"Zdjęcie spiskowców". Sasin: Dziwię się, że budzi emocje, normalna rzecz

Dodano:
Jacek Sasin (PiS) Źródło: PAP / Tomasz Gzell
Jacek Sasin został w telewizji zapytany o zdjęcie, jakie trafiło do internetu. Na fotografii widać jego, Patryka Jakiego, Tobiasza Bocheńskiego oraz Przemysława Czarnka.

Prowadzący program Marcin Fijołek w trakcie programu Polsat News pokazał rzeczoną fotografię. – Złośliwie powiem, że to zdjęcie spiskowców Prawa i Sprawiedliwości. Cóż tam spiskowaliście? – stwierdził.

Sasin nie krył zdziwienia takim przedstawieniem sytuacji. – Nie wiem, dlaczego pan mówi o spisku. Z normalnej rzeczy, jaką w polityce są spotkania i rozmowy. Przecież nie prowadzi się polityki bez rozmowy. Dziwię się, że takie zdjęcie budzi sensacje. Spiski są tajne – mówił.

Polityk dodał, że trzeba dyskutować o tym, jak odsunąć od władzy ekipę Donalda Tuska, ale również o tym, jak następnie urządzić państwo. – To są poważne sprawy, ogromna odpowiedzialność – mówił.

Kto premierem? Sasin zapytany o Morawieckiego

Dziennikarz zapytał posła, kto będzie przyszłym premierem w ewentualnym rządzie PiS, jednak Sasin unikał jednoznacznej odpowiedzi.

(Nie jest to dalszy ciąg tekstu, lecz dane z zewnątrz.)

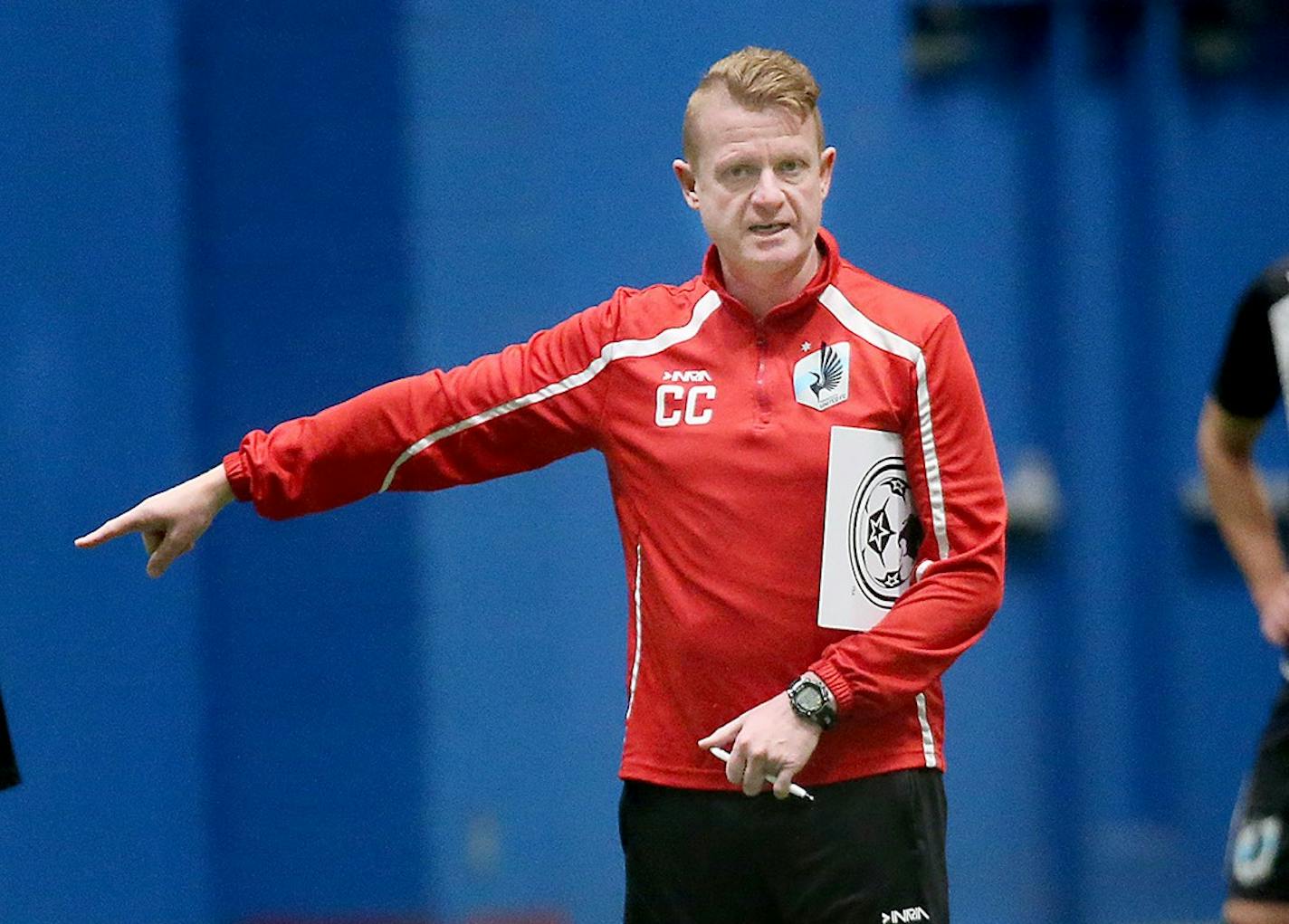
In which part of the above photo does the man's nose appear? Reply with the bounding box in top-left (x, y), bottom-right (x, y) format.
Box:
top-left (751, 167), bottom-right (784, 206)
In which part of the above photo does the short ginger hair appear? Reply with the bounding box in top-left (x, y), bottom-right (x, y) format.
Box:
top-left (681, 45), bottom-right (824, 164)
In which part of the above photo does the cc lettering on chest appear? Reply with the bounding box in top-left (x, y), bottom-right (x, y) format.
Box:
top-left (654, 368), bottom-right (717, 426)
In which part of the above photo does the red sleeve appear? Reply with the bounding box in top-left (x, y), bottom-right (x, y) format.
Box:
top-left (224, 291), bottom-right (623, 519)
top-left (811, 316), bottom-right (1007, 714)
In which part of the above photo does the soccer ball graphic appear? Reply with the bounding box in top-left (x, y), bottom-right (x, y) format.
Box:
top-left (851, 459), bottom-right (923, 605)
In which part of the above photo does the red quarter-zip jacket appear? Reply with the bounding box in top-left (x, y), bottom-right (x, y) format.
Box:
top-left (224, 231), bottom-right (1006, 788)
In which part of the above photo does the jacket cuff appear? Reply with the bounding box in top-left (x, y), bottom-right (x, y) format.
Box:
top-left (224, 450), bottom-right (252, 501)
top-left (809, 662), bottom-right (855, 715)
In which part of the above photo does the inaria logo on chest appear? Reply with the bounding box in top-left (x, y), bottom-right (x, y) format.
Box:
top-left (793, 343), bottom-right (851, 411)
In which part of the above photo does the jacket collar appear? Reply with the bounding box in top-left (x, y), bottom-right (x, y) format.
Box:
top-left (702, 228), bottom-right (842, 319)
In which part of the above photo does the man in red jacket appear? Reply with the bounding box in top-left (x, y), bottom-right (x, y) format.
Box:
top-left (77, 48), bottom-right (1006, 924)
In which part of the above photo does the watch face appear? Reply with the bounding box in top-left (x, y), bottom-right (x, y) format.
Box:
top-left (796, 684), bottom-right (824, 712)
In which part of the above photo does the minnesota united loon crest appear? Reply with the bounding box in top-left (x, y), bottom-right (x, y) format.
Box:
top-left (793, 343), bottom-right (851, 411)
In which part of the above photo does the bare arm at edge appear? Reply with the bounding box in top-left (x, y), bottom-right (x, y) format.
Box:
top-left (1196, 397), bottom-right (1289, 647)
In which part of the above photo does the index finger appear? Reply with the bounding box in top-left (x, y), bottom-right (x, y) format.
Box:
top-left (75, 507), bottom-right (151, 549)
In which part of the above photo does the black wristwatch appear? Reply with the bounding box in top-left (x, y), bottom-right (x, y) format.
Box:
top-left (788, 677), bottom-right (836, 729)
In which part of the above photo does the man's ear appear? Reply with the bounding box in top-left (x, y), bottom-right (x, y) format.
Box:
top-left (818, 148), bottom-right (836, 198)
top-left (672, 157), bottom-right (699, 209)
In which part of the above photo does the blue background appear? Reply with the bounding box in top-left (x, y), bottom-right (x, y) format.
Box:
top-left (0, 0), bottom-right (1289, 924)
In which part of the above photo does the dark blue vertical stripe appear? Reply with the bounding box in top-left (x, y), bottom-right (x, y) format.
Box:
top-left (183, 0), bottom-right (426, 920)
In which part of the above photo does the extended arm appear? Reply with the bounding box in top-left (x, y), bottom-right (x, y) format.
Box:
top-left (1196, 398), bottom-right (1289, 647)
top-left (76, 292), bottom-right (617, 577)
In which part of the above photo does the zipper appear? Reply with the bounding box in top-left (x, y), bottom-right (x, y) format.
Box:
top-left (757, 325), bottom-right (769, 425)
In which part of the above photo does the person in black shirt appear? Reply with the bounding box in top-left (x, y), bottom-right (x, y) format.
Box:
top-left (1196, 256), bottom-right (1289, 924)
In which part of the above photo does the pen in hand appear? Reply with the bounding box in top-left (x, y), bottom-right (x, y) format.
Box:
top-left (711, 748), bottom-right (815, 802)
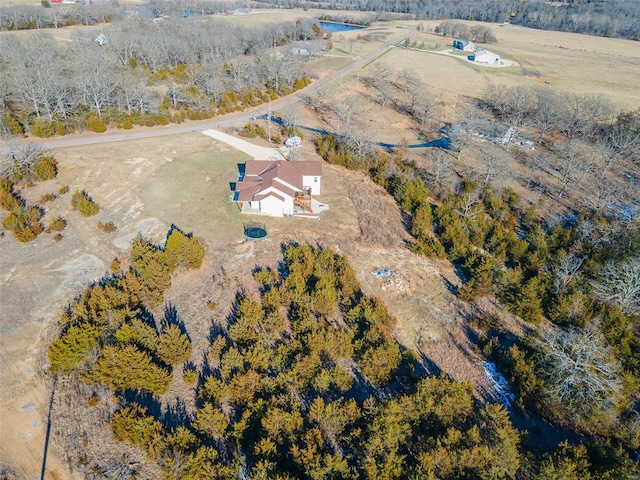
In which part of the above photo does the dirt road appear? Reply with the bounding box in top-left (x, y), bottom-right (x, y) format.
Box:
top-left (5, 27), bottom-right (413, 153)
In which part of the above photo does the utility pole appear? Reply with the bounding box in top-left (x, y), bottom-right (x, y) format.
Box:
top-left (267, 96), bottom-right (271, 143)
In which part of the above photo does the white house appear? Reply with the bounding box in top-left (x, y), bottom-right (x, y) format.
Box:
top-left (453, 38), bottom-right (476, 52)
top-left (467, 50), bottom-right (500, 65)
top-left (233, 160), bottom-right (322, 217)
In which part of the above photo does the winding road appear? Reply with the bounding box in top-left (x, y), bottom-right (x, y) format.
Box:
top-left (5, 27), bottom-right (413, 153)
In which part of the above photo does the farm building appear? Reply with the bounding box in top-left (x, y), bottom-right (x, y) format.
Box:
top-left (233, 160), bottom-right (322, 217)
top-left (453, 38), bottom-right (475, 52)
top-left (467, 50), bottom-right (500, 65)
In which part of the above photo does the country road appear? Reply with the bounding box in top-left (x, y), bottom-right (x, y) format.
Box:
top-left (0, 27), bottom-right (412, 153)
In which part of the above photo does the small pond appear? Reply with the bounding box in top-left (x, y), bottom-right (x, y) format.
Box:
top-left (318, 20), bottom-right (367, 33)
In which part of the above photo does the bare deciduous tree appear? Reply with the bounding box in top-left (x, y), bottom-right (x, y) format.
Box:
top-left (591, 256), bottom-right (640, 314)
top-left (548, 251), bottom-right (584, 294)
top-left (540, 324), bottom-right (622, 417)
top-left (553, 142), bottom-right (591, 198)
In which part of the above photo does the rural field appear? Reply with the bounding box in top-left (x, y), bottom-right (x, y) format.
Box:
top-left (0, 7), bottom-right (640, 480)
top-left (376, 21), bottom-right (640, 109)
top-left (0, 125), bottom-right (470, 478)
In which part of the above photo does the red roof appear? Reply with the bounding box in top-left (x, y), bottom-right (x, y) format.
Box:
top-left (235, 160), bottom-right (322, 201)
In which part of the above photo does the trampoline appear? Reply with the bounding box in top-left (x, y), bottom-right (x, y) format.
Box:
top-left (244, 225), bottom-right (267, 240)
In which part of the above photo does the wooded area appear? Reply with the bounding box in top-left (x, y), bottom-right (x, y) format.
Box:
top-left (0, 16), bottom-right (319, 138)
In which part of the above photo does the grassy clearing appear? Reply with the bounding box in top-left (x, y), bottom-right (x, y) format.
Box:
top-left (396, 21), bottom-right (640, 109)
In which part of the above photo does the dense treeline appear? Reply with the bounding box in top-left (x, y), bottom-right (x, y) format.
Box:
top-left (316, 105), bottom-right (640, 472)
top-left (0, 16), bottom-right (319, 137)
top-left (49, 242), bottom-right (521, 479)
top-left (48, 228), bottom-right (204, 386)
top-left (50, 240), bottom-right (633, 480)
top-left (0, 0), bottom-right (239, 30)
top-left (290, 0), bottom-right (640, 40)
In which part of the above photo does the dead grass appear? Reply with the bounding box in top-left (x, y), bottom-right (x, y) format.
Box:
top-left (385, 21), bottom-right (640, 109)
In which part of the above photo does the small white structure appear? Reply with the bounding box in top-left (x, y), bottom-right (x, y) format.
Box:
top-left (467, 50), bottom-right (500, 65)
top-left (453, 38), bottom-right (476, 52)
top-left (284, 135), bottom-right (302, 148)
top-left (93, 33), bottom-right (109, 47)
top-left (233, 160), bottom-right (322, 217)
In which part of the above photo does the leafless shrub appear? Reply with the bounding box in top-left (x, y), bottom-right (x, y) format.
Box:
top-left (349, 178), bottom-right (406, 246)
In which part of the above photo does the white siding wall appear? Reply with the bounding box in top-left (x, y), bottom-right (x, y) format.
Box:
top-left (260, 196), bottom-right (293, 217)
top-left (302, 175), bottom-right (322, 195)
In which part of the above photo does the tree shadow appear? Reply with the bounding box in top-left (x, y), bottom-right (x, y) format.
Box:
top-left (160, 303), bottom-right (191, 341)
top-left (156, 397), bottom-right (191, 430)
top-left (40, 375), bottom-right (58, 480)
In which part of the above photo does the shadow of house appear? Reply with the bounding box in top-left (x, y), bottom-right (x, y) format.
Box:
top-left (230, 160), bottom-right (322, 217)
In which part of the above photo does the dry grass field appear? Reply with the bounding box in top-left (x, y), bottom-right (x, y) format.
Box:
top-left (0, 128), bottom-right (444, 478)
top-left (384, 21), bottom-right (640, 109)
top-left (0, 9), bottom-right (640, 479)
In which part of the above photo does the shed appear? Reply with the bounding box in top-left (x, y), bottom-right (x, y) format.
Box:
top-left (467, 50), bottom-right (500, 65)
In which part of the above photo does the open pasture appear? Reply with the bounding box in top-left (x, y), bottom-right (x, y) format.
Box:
top-left (384, 21), bottom-right (640, 109)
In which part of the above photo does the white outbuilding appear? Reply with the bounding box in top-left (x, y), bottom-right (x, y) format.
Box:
top-left (467, 50), bottom-right (500, 65)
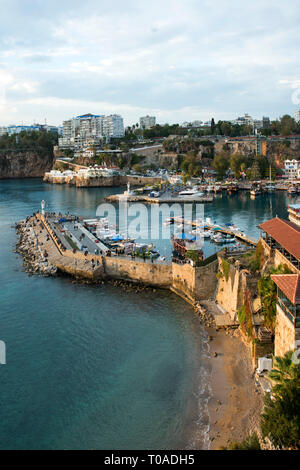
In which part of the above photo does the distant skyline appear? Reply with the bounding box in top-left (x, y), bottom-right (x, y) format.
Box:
top-left (0, 0), bottom-right (300, 126)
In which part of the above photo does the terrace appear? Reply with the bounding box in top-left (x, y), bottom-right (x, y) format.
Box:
top-left (260, 217), bottom-right (300, 272)
top-left (271, 274), bottom-right (300, 328)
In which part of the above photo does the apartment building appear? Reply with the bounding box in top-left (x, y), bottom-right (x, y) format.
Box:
top-left (59, 114), bottom-right (124, 148)
top-left (140, 116), bottom-right (156, 129)
top-left (284, 160), bottom-right (300, 179)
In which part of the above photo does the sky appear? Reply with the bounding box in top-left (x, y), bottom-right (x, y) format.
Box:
top-left (0, 0), bottom-right (300, 125)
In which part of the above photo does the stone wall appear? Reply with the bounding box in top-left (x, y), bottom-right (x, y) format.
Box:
top-left (274, 250), bottom-right (299, 274)
top-left (195, 260), bottom-right (218, 300)
top-left (0, 151), bottom-right (53, 179)
top-left (103, 257), bottom-right (172, 289)
top-left (275, 304), bottom-right (300, 356)
top-left (44, 175), bottom-right (161, 188)
top-left (172, 260), bottom-right (218, 301)
top-left (216, 257), bottom-right (247, 322)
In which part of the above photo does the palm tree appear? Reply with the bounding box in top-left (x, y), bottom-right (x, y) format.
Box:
top-left (269, 351), bottom-right (300, 395)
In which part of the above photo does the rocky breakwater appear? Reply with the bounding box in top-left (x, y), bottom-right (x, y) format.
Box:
top-left (16, 218), bottom-right (57, 276)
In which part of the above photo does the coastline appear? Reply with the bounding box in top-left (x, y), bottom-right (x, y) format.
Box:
top-left (206, 328), bottom-right (263, 450)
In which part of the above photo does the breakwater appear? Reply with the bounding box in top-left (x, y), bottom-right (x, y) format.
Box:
top-left (17, 214), bottom-right (218, 310)
top-left (43, 172), bottom-right (162, 188)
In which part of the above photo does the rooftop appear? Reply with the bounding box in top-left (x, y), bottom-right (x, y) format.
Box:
top-left (271, 274), bottom-right (300, 304)
top-left (259, 217), bottom-right (300, 260)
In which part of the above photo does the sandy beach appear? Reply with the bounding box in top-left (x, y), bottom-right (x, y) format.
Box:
top-left (207, 328), bottom-right (263, 450)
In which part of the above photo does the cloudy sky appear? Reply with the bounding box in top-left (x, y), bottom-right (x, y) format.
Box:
top-left (0, 0), bottom-right (300, 125)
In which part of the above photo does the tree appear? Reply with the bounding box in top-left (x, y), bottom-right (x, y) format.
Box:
top-left (210, 118), bottom-right (216, 135)
top-left (221, 432), bottom-right (261, 450)
top-left (230, 153), bottom-right (246, 178)
top-left (213, 152), bottom-right (229, 179)
top-left (261, 351), bottom-right (300, 450)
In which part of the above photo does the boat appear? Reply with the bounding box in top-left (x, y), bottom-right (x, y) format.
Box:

Jego zdaniem dwie osoby, które były na zdjęciu, mają predyspozycje do pełnienia takiej funkcji.

Fijołek zapytał, czy premierem mógłby zostać Mateusz Morawiecki. – Jak pan mnie zapytał, kogo widzę na stanowisku premiera, to wymieniłem trzy nazwiska [Błaszczak, Bocheński, Czarnek – red.]. To nie znaczy, że dla Mateusza Morawieckiego nie ma roli. Ma dobre relacje w UE, zna się na finansach, mogę sobie wyobrazić wiele ról dla niego, w których może uczciwie dla polski pracować – mówił Sasin.

Ziobro wezwał Morawieckiego do debaty

W Kanale Zero Krzysztof Stanowski zapytał Mateusza Morawieckiego, "jak długo rządziłby PiS, gdyby nie Zbigniew Ziobro". – Z mojego punktu widzenia te spory były niepotrzebne. Na pewno nie przyczyniło się to do poprawy naszych notowań. Jakby było, gdyby ktoś inny zawiadywał tym resortem [sprawiedliwości – przy. red.], nie wiem... Miałem żal, że reforma wymiaru sprawiedliwości nie idzie tak, jakby mogła iść. Cyfryzacja dopiero pod koniec i nie tak bardzo. W Ministerstwie Zdrowia 10 razy bardziej skomplikowane procesy – wszystko dowiezione. A tutaj przyziemne sprawy: ile trwa rozprawa sądowa, co uprościć. Nie widziałem postępu – odparł były premier.

We wpisie na platformie X Zbigniew Ziobro odniósł się do zarzutów stawianych przez Morawieckiego. "Mateuszu, powiedziałeś, że byliśmy w głębokim sporze. To prawda" – przyznał.

"W przeciwieństwie do Ciebie nigdy nie zgadzałem się na Zielony Ład, w tym zaostrzenie pakietu klimatycznego, kastrację reform sądownictwa, mechanizm warunkowości – czyli mechanizm szantażu wobec Polski. Nie zgadzałem się też na KPO z unijnymi podatkami i »kamieniami u szyi« naszej gospodarki. Wielokrotnie przestrzegałem Cię przed dramatycznymi skutkami ulegania Brukseli. Zawsze odrzucałeś te apele i w kluczowych chwilach zgadzałeś się na brukselskie szaleństwa. Dziś nagle odcinasz się od polityki, którą sam jako premier forsowałeś, a winę za porażkę wyborczą znów próbujesz zrzucać na mnie i Suwerenną Polskę" – oznajmił były minister sprawiedliwości.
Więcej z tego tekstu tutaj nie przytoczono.